According to an October 2022 report by the Polish newspaper Dziennik Gazeta, 52 per cent of Poles believe the new abortion rules have made them less keen to have children. This is a 45 per cent rise from last year.
Kamila Ferenc, lawyer at the Warsaw-based Foundation for Women and Family Planning (FEDERA), told Al Jazeera that since Poland’s restrictive family planning act was introduced in 1993, women have not been guaranteed their reproductive rights.
Read more here.
United Kingdom + Qatar + Iran
On Saturday, A group of 22 Iranian women played football in Westminster in a protest against their country’s regime. The women wore football kits, as well as t-shirts with the slogan “Woman, Life, Freedom”.
Some dribbled while carrying the Iranian flag while others blew whistles and chanted “Mahsa Amini”, in tribute to the 22-year-old who died in custody after she was detained for allegedly failing to follow the country’s Islamic dress code.
“We are here today in London to raise awareness about the atrocities going on just a couple of hundred miles away from Qatar, ahead of the football match between Iran and England,” lawyer Leila Mansouri said at the protest match.
Read more here.
India
The Times of India reported this week that as many as 24 women were allegedly made to undergo a surgical procedure to prevent pregnancies without anaesthesia in Bihar’s Khagaria.
The patients were completely awake and were allegedly held down by doctors’ aides at the Alauli Heath Centre as they were operated on.The report noted that a tubectomy procedure requires local anaesthesia at the very least.

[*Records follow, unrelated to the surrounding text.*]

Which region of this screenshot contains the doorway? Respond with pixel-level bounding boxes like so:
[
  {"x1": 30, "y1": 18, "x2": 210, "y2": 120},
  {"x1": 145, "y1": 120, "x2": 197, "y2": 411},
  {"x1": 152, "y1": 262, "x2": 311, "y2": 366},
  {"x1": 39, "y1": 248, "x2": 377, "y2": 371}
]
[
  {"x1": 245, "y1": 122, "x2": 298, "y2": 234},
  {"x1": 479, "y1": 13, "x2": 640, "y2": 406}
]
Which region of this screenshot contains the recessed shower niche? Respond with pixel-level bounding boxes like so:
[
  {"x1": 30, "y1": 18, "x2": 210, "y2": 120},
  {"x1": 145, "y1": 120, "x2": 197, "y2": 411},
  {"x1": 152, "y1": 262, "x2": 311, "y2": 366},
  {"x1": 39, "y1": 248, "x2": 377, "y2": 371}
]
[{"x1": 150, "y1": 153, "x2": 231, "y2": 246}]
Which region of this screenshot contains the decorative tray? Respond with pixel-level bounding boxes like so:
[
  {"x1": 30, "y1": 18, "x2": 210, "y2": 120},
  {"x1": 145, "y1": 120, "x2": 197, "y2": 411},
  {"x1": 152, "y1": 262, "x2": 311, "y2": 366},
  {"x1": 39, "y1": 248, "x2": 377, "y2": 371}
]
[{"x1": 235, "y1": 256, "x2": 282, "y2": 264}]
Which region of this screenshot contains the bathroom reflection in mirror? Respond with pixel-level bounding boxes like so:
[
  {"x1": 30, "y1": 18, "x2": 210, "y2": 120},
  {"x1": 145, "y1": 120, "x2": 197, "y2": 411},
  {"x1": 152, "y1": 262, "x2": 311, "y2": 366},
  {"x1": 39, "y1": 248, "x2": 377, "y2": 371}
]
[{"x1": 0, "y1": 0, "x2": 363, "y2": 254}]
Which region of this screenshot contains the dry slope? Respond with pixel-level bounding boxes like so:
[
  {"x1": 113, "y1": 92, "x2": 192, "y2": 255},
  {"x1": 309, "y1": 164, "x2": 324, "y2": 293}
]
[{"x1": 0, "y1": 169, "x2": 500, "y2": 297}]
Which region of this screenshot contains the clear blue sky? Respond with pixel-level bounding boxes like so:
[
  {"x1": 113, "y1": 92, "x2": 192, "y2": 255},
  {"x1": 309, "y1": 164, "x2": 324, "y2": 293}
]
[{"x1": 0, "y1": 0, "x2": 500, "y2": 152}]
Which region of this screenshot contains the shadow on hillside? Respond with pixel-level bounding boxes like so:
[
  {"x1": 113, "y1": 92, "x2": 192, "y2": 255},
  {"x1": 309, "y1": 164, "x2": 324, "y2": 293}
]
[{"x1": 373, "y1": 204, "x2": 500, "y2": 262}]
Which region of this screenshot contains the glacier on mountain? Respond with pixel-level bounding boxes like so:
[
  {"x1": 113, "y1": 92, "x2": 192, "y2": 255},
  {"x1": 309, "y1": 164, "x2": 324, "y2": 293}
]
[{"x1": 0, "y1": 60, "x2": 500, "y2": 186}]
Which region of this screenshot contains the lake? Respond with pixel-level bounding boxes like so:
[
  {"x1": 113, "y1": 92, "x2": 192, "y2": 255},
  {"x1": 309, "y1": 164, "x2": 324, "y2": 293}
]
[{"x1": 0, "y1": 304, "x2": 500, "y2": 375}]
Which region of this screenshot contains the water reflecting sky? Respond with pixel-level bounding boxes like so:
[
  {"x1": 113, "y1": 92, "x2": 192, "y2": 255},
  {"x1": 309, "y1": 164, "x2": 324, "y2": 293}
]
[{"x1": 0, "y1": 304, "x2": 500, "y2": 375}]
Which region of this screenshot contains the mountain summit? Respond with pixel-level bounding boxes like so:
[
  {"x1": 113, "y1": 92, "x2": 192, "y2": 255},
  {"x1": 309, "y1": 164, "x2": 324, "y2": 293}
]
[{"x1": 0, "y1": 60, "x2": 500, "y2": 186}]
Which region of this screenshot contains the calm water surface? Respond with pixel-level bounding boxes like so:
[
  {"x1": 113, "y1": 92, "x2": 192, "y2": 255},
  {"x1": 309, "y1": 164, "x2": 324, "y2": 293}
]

An inquiry has been ordered by Khagaria District Magistrate Alok Ranjan Ghosh.
Read more here.
Global
Advocates have expressed concern that women had been underrepresented at the 2022 United Nations Climate Change Conference—or COP27—in Egypt this month.
In 2011, governments pledged to increase women’s participation in the discussions. However, a report found that less than 34 per cent of country team negotiators are female, falling from a high of 40 per cent in 2018; this is problematic because climate change disproportionately impacts girls and women.